Loose feather and other birdy news
Let me just say straight away that I realize I'm stealing John's catchy title - but it befits my needs momentarily. (I'll give it right back, John.) I want to update my 'mystery feather' identification assistance request that I posted a few days ago.
B found this completely white 5 1/2" tail feather (I think) in our field and it's a bit of a mystery who it might belong to. We have no obvious white birds around and other potential culprits are not especially likely, but I can rule nothing out yet.
Today however, B pointed out a strange guest at our bird feeder. I headed for the window to see a bunch of 4 or 5 mourning doves (Zenaida macroura) bobbing around under the feeder, poking around for intact seeds. Nothing unusual about mourning doves under the feeder, but one of them had a distinctly bright white set of long tail feathers. His appearance otherwise was that of a normal adult mourning dove. His covert feathers over the top of the tail were normal gray-brown, but the long underneath feathers were white, white, white. I'm not sure if this makes him the likely source of the mystery feather though. The mystery feather seems almost too wide and big to be of mourning dove origin, but I'm not sure how feather shape, size or appearance might change a bit from detachment. Who knows for sure - anyone?

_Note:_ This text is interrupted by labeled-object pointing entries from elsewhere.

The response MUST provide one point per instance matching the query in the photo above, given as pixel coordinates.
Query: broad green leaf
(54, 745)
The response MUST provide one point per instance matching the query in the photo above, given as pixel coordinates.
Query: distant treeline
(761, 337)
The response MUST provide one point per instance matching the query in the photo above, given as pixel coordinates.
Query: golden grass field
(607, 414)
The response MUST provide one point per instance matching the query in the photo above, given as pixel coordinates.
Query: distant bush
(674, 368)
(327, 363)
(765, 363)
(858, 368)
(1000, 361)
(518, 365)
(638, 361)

I tried to capture a picture of the white-tailed mourning dove, but failed as my CF card was full and by the time I cleared away some space, something flushed all the birds away from the feeder. I'll keep an eye out for him now though...
On an mostly unrelated note, my friend Lisa alerted me to this news of another Columbidae species in the news this week: a UC-Irvine professor and her students have set up a smog-detection and -reporting project employing pigeons, lots of high-tech electronic gadgetry and a blog.
[...] Later this year 20 [pigeons] will take to the skies above San Jose, California, each carrying a GPS receiver, air pollution sensors and a basic cellphone. They will measure levels of pollutants they encounter, and beam back their findings as text messages to a blog in real time.
The data they send back will be displayed on the blog in the form of an interactive map. As well as providing local residents with real-time data on air quality, da Costa hopes the pigeon blog will inspire people to come up with new ways to monitor the environment. The pigeons will also carry cameras around their necks and post aerial photos to the blog.